The team is also interested in investigating whether the pattern they detected holds true in BAK1 sequences from genomic DNA and learning more about whether there are differences in the expression or activity of different BAK1 variants.
Based on the evidence so far, Schweitzer believes the BAK1 differences his team detected resulted from developmental rather than somatic DNA alterations.
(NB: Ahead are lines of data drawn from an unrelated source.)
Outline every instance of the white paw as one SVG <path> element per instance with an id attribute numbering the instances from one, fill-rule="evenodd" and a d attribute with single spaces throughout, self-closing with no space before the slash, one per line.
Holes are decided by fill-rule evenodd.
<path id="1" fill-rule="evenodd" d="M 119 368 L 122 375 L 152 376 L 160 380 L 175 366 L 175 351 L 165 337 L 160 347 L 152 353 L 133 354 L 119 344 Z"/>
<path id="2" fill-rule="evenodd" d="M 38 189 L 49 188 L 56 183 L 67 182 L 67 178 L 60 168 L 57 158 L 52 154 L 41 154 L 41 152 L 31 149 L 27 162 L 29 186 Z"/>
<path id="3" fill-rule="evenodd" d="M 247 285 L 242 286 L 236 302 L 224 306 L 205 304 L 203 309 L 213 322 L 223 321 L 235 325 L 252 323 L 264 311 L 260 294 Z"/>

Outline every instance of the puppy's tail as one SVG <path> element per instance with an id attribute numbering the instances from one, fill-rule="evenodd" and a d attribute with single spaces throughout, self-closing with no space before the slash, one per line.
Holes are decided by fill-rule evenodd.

Such a pattern may not hold true for all genes, he said, but the BAK1 story suggests there could be other genes that vary slightly between blood and other tissues.
That, in turn, highlights the need to assess genetic profiles specifically in tissues of interest, Schweitzer argued, though he noted that that is a lofty goal given the fact that it is difficult or ethically impossible to collect some types of tissue from living individuals.
He and his colleagues also suggested that their findings raise questions about GWAS, many of which rely on DNA profiles obtained from blood samples.
"Genome-wide association studies were introduced with enormous hype several years ago, and people expected tremendous breakthroughs," Gottlieb said in a statement. "Unfortunately, the reality of these studies has been very disappointing, and our discovery certainly could explain at least one of the reasons why."
In an e-mail message to GenomeWeb Daily News, Navigenics Co-founder and Chief Science Officer Dietrich Stephan said the team's work is interesting and deserves further investigation.
"Differences between the germ-line genome and somatic cells is well established in cancer. It is also well described that chimeras can result from early DNA changes in early embryonic development that propagate to form regional differences in the genome across the body," Stephan noted. "It is intriguing to think that such mechanisms could result in common phenotypes, and is a topic that warrants deeper study."
Even so, he does not believe the findings are a blow to the results or rationale behind GWAS in general. Researchers have gained "incredible insight" into disease mechanisms using GWAS over the past few years, Stephan said in his message, adding, "It is much more likely that the missing heritability that we are all searching for will be accounted for by rare DNA variants, copy number variants, and heritable epigenetic modifications than by this mechanism."